Eine Reise durch Sprachen, Seelerinnerungen und Gemeinschaft ✨
Ich war wieder auf einer Seelenreise. Ich sah zwei Personen, einen Mann und eine Frau, von denen ich wusste, dass sie Bruder und Schwester waren. Sie sahen mich nicht, aber ich sah und hörte sie. Zuerst sprachen sie in einer Sprache, die mir wie Schwedisch klang, die ich aber wusste, dass es nicht Schwedisch war. Es war, als würde die Sprache in mir übersetzt, damit ich verstehen könnte.
Sie schienen auf der Flucht zu sein, aber gleichzeitig auch nicht. Es gab ein Gefühl von sowohl Sorge als auch Freiheit. Der Mann sagte, er vermisste es, Norwegisch zu sprechen, und dass sie nun miteinander Norwegisch sprechen könnten. Als sie das taten, klang es jedoch wie eine erfundene Sprache, eine Mischung aus Schwedisch, Norwegisch, Niederländisch, Isländisch, Samisch und etwas, das an indianische Klänge erinnerte.
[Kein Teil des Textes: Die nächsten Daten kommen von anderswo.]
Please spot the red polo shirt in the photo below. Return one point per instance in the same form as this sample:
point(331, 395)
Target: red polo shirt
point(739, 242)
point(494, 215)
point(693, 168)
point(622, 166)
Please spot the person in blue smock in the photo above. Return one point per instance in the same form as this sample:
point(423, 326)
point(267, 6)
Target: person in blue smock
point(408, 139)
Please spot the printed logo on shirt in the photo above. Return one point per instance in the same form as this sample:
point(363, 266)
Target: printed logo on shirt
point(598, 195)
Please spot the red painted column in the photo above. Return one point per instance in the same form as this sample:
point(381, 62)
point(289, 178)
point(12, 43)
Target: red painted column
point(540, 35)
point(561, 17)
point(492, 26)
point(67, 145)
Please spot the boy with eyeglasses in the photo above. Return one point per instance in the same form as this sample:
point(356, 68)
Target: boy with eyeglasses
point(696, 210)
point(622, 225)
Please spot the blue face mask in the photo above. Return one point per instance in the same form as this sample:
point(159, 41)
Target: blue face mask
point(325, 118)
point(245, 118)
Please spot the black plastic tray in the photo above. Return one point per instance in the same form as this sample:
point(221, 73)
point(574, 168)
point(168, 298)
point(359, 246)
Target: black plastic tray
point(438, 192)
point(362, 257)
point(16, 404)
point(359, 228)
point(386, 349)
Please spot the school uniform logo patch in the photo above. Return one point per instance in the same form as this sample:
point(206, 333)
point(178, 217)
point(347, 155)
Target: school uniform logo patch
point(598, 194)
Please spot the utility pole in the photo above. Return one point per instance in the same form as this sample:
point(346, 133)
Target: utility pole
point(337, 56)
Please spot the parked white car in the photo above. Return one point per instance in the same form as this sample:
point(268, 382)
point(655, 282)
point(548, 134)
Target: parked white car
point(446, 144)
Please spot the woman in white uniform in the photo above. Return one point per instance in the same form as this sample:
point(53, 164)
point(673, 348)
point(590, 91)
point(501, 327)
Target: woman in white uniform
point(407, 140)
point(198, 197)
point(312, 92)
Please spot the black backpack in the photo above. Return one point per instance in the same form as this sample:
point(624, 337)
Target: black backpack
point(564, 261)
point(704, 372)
Das Gefühl war stark: Die Sprache war nicht nur Worte, es waren Vibrationen. Sie trug eine Erbschaft, als würden mehrere Völker und Kulturen in einem einzigen Ausdruck aufeinandertreffen. Es ließ mich spüren, dass ich mehr Schichten in mir trage als ich vielleicht mir bewusst bin – seelische Erinnerungen, Erbschaften, Kontakte aus verschiedenen Zeiten und Orten.
Vielleicht war diese Reise eine Erinnerung daran, dass Sprache und Kommunikation nicht immer nur um Worte gehen, sondern um Energie und Gemeinsamkeit. Dass wir uns im Leben auf der Flucht fühlen können, aber trotzdem Freiheit darin finden, sich zu begegnen, zu schaffen und sich auszudrücken.